THE Constitutional Court, the highest court in the land, has ruled that that the agreement between former President Jacob Zuma and Minister of Justice and Correctional Services that terminated Mxolisi Nxasana’s term as National Director of Public Prosecutions (NDPP) and the settlement payment of R17.3m was invalid and so was the appointment of Shaun Abrahams as his successor. Nxasana is ordered to repay forthwith to the state the sum of R10 240 767.47 as the rest was retained by the state for income tax. President Cyril Ramaphosa is directed to appoint an NDPP within 90 days of the date of the order.
The invalidity of Abrahams’s appointment should mean that Nxasana could return to office but it’s that straight forward Justice Mbuyiseli Madlanga said reading from the majority judgement: “The ordinary effect of declaring Mr Nxasana’s vacation of office invalid is that – in accordance with the Steenkamp principle – Mr Nxasana should return to office….
“I have a lot of sympathy for him for the undue, persistent pressure to which he was subjected. That said, based on the objectively available material, quite early on he indicated his preparedness to vacate office if he was paid in full for the remainder of his contract period. He made this demand when he had been in office for just over a year. And yet he wanted a payout for close to nine years, the unexpired period of his term of office……Effectively, although Mr Nxasana strongly protested his fitness for office, he was saying he was willing to be bought out of office if the price was right”.
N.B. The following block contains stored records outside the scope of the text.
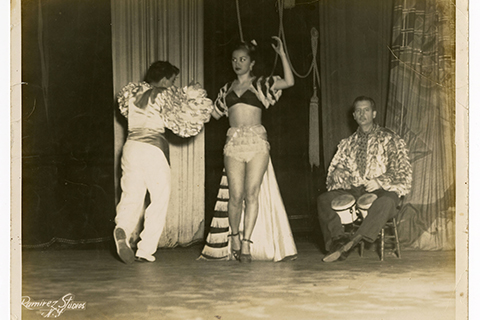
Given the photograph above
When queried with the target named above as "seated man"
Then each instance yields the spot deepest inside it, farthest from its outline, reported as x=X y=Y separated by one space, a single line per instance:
x=372 y=160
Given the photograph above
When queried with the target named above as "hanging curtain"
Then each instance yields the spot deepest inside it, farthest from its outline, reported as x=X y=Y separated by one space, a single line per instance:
x=421 y=109
x=353 y=50
x=144 y=31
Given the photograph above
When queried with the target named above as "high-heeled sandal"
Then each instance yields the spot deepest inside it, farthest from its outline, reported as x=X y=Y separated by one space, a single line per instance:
x=246 y=257
x=235 y=253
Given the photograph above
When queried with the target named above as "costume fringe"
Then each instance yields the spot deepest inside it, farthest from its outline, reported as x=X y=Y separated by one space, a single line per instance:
x=218 y=222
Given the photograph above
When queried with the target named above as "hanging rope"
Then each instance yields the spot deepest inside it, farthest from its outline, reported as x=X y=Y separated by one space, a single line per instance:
x=314 y=119
x=314 y=125
x=239 y=21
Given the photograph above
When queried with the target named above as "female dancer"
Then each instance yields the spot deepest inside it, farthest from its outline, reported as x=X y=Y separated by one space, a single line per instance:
x=246 y=157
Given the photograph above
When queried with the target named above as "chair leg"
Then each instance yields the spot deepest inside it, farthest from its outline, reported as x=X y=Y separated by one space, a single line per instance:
x=397 y=241
x=382 y=244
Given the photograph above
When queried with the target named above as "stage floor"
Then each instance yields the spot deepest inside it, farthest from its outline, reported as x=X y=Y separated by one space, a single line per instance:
x=419 y=286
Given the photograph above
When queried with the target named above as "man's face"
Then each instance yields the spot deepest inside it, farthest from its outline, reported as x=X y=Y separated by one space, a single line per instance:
x=364 y=113
x=165 y=82
x=170 y=81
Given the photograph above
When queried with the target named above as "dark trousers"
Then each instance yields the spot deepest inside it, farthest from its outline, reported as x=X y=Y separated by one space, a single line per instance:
x=382 y=209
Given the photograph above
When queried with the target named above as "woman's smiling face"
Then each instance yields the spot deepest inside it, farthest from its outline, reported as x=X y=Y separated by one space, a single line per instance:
x=241 y=62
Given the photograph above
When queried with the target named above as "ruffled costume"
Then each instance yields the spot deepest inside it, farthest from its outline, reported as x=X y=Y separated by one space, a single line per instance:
x=183 y=110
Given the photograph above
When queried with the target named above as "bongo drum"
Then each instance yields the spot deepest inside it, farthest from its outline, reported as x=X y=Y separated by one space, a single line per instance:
x=344 y=205
x=365 y=202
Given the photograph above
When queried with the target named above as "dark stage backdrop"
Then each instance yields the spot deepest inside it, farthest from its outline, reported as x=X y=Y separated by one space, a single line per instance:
x=355 y=36
x=67 y=128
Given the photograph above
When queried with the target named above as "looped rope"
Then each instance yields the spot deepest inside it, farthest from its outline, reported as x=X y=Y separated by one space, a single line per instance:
x=239 y=21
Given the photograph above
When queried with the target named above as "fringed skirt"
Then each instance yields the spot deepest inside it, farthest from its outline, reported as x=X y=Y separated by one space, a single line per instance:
x=244 y=143
x=272 y=237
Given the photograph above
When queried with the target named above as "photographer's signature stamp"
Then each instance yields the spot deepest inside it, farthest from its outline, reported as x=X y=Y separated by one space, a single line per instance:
x=54 y=308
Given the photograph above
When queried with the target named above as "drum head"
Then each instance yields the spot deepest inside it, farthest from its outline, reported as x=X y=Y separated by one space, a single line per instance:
x=343 y=202
x=366 y=200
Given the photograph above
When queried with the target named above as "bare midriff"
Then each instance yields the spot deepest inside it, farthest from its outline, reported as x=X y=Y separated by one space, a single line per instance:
x=242 y=114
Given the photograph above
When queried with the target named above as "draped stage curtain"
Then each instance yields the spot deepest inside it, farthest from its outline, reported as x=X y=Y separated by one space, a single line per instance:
x=354 y=39
x=421 y=105
x=144 y=31
x=67 y=128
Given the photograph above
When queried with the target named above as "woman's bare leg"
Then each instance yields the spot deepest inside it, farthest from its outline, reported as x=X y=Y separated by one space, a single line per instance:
x=255 y=170
x=236 y=186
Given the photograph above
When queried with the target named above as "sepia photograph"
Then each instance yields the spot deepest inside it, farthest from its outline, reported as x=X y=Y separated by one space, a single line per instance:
x=239 y=159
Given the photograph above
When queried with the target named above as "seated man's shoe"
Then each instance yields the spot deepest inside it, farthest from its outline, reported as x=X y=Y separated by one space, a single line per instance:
x=337 y=243
x=123 y=247
x=341 y=253
x=140 y=259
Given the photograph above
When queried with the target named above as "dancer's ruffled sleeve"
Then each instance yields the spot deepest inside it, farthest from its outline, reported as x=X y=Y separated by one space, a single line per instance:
x=185 y=110
x=265 y=91
x=127 y=93
x=220 y=105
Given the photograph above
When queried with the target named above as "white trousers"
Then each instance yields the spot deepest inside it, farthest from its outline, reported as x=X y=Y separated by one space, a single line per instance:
x=144 y=168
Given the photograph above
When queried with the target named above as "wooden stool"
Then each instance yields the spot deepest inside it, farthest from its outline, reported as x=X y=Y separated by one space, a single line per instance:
x=391 y=238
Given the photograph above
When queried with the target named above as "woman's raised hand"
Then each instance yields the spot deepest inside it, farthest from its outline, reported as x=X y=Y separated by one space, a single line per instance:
x=279 y=47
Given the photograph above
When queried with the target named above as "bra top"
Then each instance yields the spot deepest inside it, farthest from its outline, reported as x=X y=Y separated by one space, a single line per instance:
x=248 y=97
x=260 y=94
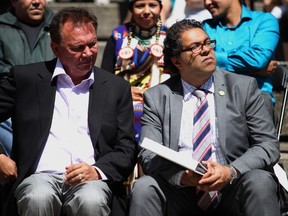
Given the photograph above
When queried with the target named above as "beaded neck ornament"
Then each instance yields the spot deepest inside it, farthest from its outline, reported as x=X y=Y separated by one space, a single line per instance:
x=144 y=39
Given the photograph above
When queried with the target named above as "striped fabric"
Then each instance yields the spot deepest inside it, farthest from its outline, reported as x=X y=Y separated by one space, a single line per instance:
x=202 y=144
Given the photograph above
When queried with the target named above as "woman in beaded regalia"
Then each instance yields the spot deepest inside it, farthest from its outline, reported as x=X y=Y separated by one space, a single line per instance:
x=135 y=51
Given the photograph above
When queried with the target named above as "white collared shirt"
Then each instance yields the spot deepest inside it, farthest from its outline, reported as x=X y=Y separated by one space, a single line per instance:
x=186 y=127
x=69 y=138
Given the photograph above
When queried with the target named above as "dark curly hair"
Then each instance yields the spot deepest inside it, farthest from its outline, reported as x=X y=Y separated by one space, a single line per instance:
x=173 y=42
x=76 y=15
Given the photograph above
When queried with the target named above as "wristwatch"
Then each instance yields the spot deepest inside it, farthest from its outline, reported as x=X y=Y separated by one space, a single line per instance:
x=233 y=174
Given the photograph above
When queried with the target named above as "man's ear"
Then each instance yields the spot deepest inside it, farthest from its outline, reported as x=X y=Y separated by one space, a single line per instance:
x=55 y=48
x=176 y=62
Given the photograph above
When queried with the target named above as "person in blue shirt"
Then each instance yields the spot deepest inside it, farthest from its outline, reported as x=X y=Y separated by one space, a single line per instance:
x=245 y=42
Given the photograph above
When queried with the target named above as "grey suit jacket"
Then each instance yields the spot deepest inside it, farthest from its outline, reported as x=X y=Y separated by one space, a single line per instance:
x=246 y=132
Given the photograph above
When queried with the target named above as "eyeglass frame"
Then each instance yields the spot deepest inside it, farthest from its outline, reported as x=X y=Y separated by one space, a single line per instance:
x=206 y=43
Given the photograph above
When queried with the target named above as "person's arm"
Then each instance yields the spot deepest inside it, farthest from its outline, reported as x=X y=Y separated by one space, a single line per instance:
x=8 y=169
x=152 y=127
x=116 y=141
x=258 y=55
x=263 y=151
x=108 y=60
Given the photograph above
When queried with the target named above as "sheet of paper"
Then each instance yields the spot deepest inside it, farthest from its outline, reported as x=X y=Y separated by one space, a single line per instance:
x=180 y=158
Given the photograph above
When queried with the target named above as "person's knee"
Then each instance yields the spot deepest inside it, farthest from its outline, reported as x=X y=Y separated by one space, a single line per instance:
x=144 y=188
x=260 y=183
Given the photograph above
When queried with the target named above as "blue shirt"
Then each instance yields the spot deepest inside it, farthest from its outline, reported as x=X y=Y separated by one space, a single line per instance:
x=248 y=46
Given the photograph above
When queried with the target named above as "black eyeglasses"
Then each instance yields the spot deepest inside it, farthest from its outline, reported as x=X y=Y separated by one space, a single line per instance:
x=198 y=47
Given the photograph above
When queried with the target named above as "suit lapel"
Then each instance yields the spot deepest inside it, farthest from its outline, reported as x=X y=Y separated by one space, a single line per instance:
x=220 y=105
x=46 y=91
x=176 y=105
x=97 y=98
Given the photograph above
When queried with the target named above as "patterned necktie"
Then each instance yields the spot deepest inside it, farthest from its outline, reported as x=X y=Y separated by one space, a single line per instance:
x=202 y=144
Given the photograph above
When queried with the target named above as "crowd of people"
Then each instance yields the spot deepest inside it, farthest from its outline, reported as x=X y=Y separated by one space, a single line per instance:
x=199 y=82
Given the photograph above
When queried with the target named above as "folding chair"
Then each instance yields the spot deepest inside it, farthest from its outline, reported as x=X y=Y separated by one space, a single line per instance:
x=281 y=84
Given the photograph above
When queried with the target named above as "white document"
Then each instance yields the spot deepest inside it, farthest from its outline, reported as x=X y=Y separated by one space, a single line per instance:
x=281 y=175
x=180 y=158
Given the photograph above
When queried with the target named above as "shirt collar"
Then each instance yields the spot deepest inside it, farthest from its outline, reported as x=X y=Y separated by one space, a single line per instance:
x=188 y=88
x=60 y=72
The judgement among others traces the long convoluted process that ended with Nxasana’s departure and the settlement figure which was left as a blank which Nxasana had to complete. And at all times, both courts (High Court and ConCourt) conclude Nxasana had not wanted to leave office. “Former President Zuma was bent on getting rid of Mr Nxasana by whatever means he could muster. His was an approach that kept on mutating: it was first a stick; then a carrot; a stick once more; and eventually a carrot. There was first the notification that Mr Nxasana would be subjected to an inquiry with a view to establishing whether he was still a fit and proper person to hold office. Concomitantly, there was a threat of suspension pending finalisation of the inquiry, albeit with full pay. This was followed by former President Zuma’s proposal that there be mediation. When there was no progress on this, the inquiry was instituted. Whilst the inquiry was in its preliminary stages, the former President pursued a parallel process in which Mr Nxasana was first offered – in a draft settlement agreement – R10 million. As indicated earlier, he did not accept it. What plainly evinces how desperate former President Zuma was to get rid of Mr Nxasana is that this was followed by a draft settlement in which the amount was left blank. Mr Nxasana was being told to pick whatever figure.
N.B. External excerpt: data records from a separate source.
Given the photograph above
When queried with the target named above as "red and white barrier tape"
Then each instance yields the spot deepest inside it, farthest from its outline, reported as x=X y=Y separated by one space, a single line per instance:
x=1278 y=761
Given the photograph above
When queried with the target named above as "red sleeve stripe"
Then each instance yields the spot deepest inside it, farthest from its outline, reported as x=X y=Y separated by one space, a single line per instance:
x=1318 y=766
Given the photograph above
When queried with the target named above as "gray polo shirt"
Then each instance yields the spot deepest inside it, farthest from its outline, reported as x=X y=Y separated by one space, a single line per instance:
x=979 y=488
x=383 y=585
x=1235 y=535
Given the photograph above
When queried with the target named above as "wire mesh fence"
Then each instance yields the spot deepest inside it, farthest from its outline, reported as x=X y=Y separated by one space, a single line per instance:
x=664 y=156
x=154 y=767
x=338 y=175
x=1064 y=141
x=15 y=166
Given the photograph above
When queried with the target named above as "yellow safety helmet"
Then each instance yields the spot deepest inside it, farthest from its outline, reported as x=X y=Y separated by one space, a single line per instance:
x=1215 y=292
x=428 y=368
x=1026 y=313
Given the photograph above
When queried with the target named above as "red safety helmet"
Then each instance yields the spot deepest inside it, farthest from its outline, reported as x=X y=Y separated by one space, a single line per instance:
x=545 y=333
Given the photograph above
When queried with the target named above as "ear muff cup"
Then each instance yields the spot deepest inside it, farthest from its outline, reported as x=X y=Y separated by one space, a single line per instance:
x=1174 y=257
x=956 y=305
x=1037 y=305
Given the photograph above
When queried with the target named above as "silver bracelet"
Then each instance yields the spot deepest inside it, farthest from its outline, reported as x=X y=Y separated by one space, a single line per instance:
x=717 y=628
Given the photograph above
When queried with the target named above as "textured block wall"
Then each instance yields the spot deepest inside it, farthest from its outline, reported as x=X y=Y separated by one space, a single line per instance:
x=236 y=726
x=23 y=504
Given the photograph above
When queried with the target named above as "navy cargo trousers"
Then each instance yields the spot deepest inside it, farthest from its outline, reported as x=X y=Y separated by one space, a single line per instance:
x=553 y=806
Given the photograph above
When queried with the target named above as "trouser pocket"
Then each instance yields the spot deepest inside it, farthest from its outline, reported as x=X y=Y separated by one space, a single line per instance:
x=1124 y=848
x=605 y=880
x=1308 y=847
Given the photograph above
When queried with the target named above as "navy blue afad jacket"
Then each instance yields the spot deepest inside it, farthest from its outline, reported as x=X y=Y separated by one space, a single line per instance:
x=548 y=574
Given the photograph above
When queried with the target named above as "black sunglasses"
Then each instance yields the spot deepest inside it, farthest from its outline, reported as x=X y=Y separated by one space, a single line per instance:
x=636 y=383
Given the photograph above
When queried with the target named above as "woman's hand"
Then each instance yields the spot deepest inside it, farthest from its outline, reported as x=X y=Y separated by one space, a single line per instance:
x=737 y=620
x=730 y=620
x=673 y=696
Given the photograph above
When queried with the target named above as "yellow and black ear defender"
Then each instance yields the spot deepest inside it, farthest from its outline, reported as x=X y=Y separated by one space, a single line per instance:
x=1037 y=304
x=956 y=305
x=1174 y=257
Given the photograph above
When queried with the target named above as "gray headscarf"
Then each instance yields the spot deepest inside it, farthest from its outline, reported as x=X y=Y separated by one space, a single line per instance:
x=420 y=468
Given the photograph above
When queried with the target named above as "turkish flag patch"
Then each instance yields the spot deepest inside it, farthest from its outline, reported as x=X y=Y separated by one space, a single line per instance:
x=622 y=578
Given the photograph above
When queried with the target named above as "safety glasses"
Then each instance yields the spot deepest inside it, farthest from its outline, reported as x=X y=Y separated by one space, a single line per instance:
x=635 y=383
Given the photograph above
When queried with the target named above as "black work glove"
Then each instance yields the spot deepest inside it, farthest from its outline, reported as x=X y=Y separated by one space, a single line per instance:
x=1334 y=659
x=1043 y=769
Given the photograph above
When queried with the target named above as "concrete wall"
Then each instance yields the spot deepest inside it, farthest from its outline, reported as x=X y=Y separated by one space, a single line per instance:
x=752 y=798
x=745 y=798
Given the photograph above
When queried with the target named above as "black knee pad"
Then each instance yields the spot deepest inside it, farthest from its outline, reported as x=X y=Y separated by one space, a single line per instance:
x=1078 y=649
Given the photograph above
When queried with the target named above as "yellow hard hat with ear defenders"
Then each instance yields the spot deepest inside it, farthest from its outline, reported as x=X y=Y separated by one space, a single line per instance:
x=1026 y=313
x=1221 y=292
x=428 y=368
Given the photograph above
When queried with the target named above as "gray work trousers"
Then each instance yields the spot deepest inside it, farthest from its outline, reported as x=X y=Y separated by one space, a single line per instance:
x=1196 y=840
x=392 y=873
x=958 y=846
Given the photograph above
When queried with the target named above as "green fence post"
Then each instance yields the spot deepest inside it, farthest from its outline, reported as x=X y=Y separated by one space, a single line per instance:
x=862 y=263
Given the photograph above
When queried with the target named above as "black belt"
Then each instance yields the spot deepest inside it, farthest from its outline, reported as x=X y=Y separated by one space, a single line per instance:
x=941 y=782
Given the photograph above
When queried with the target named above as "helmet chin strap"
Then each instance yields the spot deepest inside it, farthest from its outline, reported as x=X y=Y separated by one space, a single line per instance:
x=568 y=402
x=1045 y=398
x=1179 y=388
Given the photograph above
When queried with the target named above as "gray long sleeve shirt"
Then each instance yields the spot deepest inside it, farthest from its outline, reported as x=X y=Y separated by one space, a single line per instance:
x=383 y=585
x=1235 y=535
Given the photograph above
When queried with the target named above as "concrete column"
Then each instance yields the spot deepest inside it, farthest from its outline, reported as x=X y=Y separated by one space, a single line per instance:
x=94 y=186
Indeed, Mr Hulley said that he would “await the final amount” from Mr Nxasana. (Emphasis added.)
 I am not suggesting that the former President would have accepted any amount Mr Nxasana inserted. All I am saying is that the very idea that former President Zuma was willing, at least, to consider whatever amount Mr Nxasana inserted speaks volumes. To be more direct, it lends credence to the view that he wanted to get rid of Mr Nxasana at all costs. If that were not the case, why else would he have given Mr Nxasana an opportunity to insert an amount of his liking? After all, this all started because former President Zuma overtly made all and sundry believe that he had a basis for holding a view that Mr Nxasana was no longer fit for office. It must have been a matter of relative ease, therefore, to pursue the inquiry instead of offering Mr Nxasana what – by all accounts – was an extremely huge sum of money. In its judgment the High Court notes that before it the parties were agreed that the amount of R17.3 million “far exceeded what Mr Nxasana’s financial entitlement would have been had his office been lawfully vacated in terms of section 12(8)(a)(ii) of the NPA Act”.25
Below is the post by Constitutional Court Blog and the judgement
Corruption Watch NPC v President of the Republic of South Africa
The judgment, delivered on 13 August 2018, is available for download here: Judgment – CCT 333-17 Corruption Watch NPC v President of the Republic o….
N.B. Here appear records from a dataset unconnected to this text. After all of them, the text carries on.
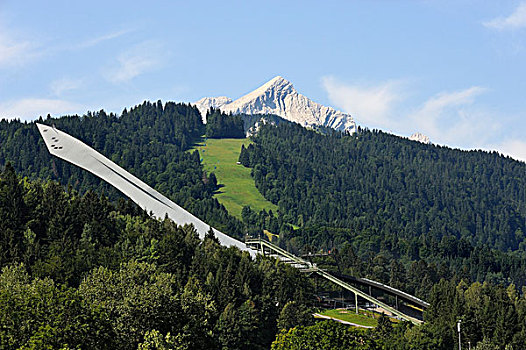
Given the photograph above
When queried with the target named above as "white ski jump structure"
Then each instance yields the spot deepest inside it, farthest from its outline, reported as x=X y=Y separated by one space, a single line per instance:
x=78 y=153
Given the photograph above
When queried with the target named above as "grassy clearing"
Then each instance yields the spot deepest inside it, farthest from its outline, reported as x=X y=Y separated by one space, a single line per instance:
x=351 y=316
x=220 y=156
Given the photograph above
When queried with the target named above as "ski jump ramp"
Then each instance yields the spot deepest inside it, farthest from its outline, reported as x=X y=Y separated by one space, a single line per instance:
x=78 y=153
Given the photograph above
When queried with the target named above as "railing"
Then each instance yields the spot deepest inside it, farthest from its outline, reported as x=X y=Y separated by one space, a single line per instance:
x=261 y=245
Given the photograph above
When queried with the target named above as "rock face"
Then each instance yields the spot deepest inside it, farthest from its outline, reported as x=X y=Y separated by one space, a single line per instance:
x=420 y=138
x=279 y=97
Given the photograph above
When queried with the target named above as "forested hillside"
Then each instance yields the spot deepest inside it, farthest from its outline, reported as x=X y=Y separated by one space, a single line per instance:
x=396 y=201
x=80 y=272
x=149 y=140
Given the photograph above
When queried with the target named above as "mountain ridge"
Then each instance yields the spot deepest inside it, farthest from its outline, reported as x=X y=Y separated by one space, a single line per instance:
x=278 y=96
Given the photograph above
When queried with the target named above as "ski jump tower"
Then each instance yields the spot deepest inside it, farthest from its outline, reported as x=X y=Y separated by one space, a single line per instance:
x=78 y=153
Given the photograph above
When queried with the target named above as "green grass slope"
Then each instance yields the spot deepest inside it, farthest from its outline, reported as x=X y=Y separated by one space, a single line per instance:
x=220 y=156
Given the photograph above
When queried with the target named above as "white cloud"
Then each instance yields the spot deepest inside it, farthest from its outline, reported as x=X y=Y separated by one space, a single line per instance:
x=370 y=105
x=451 y=118
x=139 y=59
x=100 y=39
x=60 y=86
x=14 y=51
x=514 y=21
x=32 y=108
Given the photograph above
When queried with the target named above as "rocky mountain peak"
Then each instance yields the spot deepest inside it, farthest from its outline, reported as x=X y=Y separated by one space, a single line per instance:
x=278 y=96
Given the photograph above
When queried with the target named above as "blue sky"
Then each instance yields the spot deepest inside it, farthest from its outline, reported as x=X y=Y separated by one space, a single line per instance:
x=453 y=70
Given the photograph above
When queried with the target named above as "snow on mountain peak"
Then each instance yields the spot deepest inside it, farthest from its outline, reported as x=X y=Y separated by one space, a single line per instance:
x=278 y=96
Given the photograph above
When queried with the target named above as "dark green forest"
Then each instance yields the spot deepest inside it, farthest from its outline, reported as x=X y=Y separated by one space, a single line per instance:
x=150 y=141
x=393 y=207
x=221 y=125
x=81 y=272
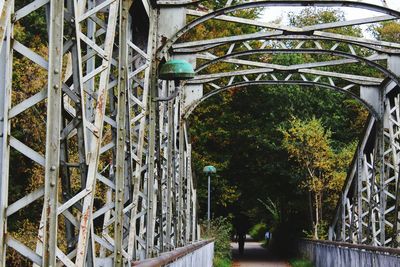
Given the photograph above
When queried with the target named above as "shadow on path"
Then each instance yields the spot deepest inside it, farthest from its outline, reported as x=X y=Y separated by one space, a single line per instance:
x=254 y=256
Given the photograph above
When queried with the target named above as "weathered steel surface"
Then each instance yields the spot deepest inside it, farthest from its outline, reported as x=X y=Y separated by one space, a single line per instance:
x=118 y=182
x=339 y=254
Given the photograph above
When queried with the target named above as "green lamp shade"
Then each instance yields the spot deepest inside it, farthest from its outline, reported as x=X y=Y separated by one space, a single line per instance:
x=177 y=70
x=209 y=169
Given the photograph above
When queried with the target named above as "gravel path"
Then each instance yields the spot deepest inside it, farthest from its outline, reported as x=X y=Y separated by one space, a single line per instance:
x=254 y=256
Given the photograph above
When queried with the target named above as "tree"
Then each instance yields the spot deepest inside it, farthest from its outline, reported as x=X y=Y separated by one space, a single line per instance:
x=309 y=145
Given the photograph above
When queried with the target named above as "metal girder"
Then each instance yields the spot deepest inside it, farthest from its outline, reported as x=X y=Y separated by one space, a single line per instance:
x=118 y=182
x=267 y=37
x=187 y=112
x=371 y=63
x=253 y=4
Former President Zuma, NDPP Shaun Abrahams and the National Prosecuting Authority sought leave to appeal against the High Court’s order declaring the agreement between Minister of Justice and Correctional Services and Mr Nxasana and the payment of a settlement amount of R17.3 million which resulted in the termination of Mr Nxasana’s term of office as NDPP invalid, as well as declaring the appointment of Mr Abrahams invalid.
The former President appealed against the High Court’s order directing the Deputy President to appoint a new NDPP while Mr Abrahams and the NPA appeal against the setting aside of Mr Abrahams’ appointment. In a separate application which was heard together with the confirmation proceedings, Mr Nxasana seeks leave to appeal against the High Court’s refusal of condonation. Corruption Watch and Freedom Under Law seek the reinstatement of Mr Nxasana.
The majority of the Constitutional Court found that the agreement that terminated Mr Nxasana’s term as NDPP was invalid and so was the appointment of Mr Abrahams. The majority found that the President must now appoint a new NDPP, whilst the minority would have found that Mr Nxasana should have resumed in the position.